11. Dia yang Mengamati dan Diam

33 4 2
                                    

Sedari tadi, gue terus mendengarkan semuanya. Kejadian dari Zenjiro Xavier ditarik papanya ke taman, datengnya pewaris tunggal keluarga Narendra, pertengkarannya dengan Cavero Xavier, sampai di mana anak dari keluarga Narendra itu membawa Zen ke mobilnya.

"Sialan! Anak keluarga Narendra itu bener-bener suka ikut campur!!" omel Richard Xavier

"Om tuh gak pernah berubah ya"

Ketiga insan yang ada di sana menatap gue dan tentu saja, Cavero Xavier menatap gue dengan penuh ketidaksukaan

"Kamu ngapain di sana, Jose??" tanya tante Miura

"Ini tempat umum?? Aku juga kebetulan mau pulang, lagi nunggu mamaku yang lagi pamit sama kakek"

"Lo denger semuanya??"

"Ya, lumayan?? Tapi emang masalahnya apa juga kalo gue denger semuanya?? it's not even like I don't know anything? Gue tau semuanya dari dulu" ucap gue tak acuh

Gue mendekat ke arah om kandung gue sendiri, Richard Xavier dan menatapnya dengan tatapan meremehkan

"Om kira tuh om bisa selamanya nyembunyiin ini dari kakek?? Cepat atau lambat kakek akan tau apa yang udah om lakuin ke cucu kesayangannya"

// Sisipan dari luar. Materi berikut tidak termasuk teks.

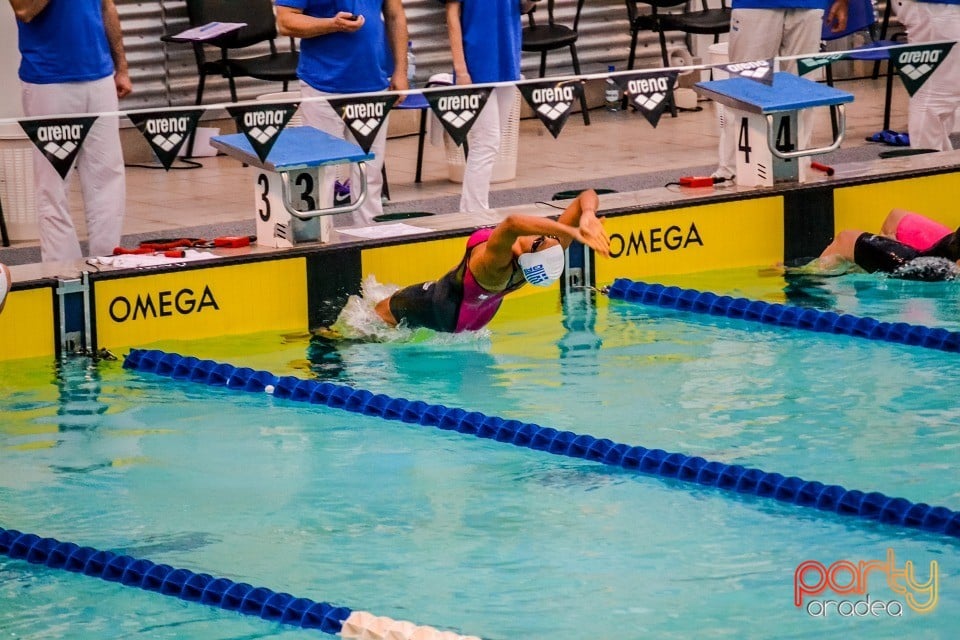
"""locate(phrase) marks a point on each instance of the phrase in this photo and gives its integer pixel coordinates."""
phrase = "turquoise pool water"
(481, 537)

"Kamu jangan macem-macem, Jose. Saya gak akan segan-segan menghancurkan kamu kalau kamu berani buka mulut"

"You can try, but I don't even care about it. Sebaiknya om berenti nyakitin anak om daripada kakek tau semua ini"

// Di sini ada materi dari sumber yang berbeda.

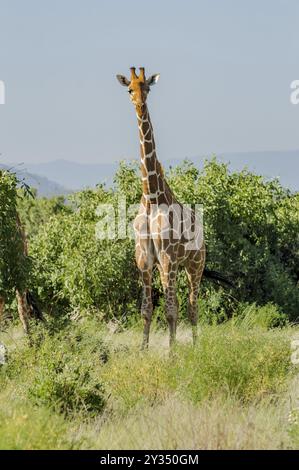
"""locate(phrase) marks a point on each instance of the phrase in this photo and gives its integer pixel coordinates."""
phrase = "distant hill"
(67, 174)
(44, 186)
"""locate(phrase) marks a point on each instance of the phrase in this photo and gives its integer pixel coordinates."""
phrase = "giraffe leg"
(146, 306)
(23, 310)
(2, 305)
(145, 263)
(194, 270)
(168, 274)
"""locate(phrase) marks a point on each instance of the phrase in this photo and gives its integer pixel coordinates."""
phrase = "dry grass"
(236, 391)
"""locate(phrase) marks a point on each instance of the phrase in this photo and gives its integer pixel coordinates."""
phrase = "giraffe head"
(138, 87)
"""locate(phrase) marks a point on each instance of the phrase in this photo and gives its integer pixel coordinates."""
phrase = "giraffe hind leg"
(23, 310)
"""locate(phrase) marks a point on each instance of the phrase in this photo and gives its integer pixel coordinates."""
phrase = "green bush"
(67, 386)
(14, 265)
(251, 232)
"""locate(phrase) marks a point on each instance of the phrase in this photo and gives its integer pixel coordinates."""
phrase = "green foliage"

"Kamu cuma anak-anak, gak usah ikut campur tentang keluarga saya"

"Lo juga gak usah sok peduli sama Zenjiro, lo gak beda dari gue, Josefano" lanjut Vero

"Pardon? Meskipun gue gak peduli apa pun yang terjadi sama Zenjiro, gue bukan lo yang nyakitin dia, Ver"

"Udahlah, pokoknya this will be my last warning, om" lanjut gue dan segera menghampiri mobil gue yang tidak jauh dari sana

***

Nama gue Josefano Arsene Xavier, orang yang gak terlalu deket dengan gue akan manggil gue Josefano, tapi orang terdekat gue akan manggil gue Arsene. Mama gue bekerja di perusahan kakek sedangkan papa gue adalah dokter yang cukup ternama. Mama gue itu merupakan adik dari Richard Xavier yang berarti, lelaki itu adalah om gue dan anaknya yang tuli dan bisu itu adalah sepupu gue.

Gue lebih muda setaun dari Zenjiro dan 2 tahun dari Cavero. Gue tumbuh dalam bayang-bayang Cavero yang membuat gue agak tidak suka dengan dia. Ya tentu saja, anak dan cucu kebanggaan keluarga Xavier, bahkan mama gue mungkin lebih sayang dia daripada gue sendiri. Karna tumbuh di antara bayang-bayang Cavero, gue menjadi anak yang dominan diam dan mengamati sekitar, terutama Zenjiro Xavier.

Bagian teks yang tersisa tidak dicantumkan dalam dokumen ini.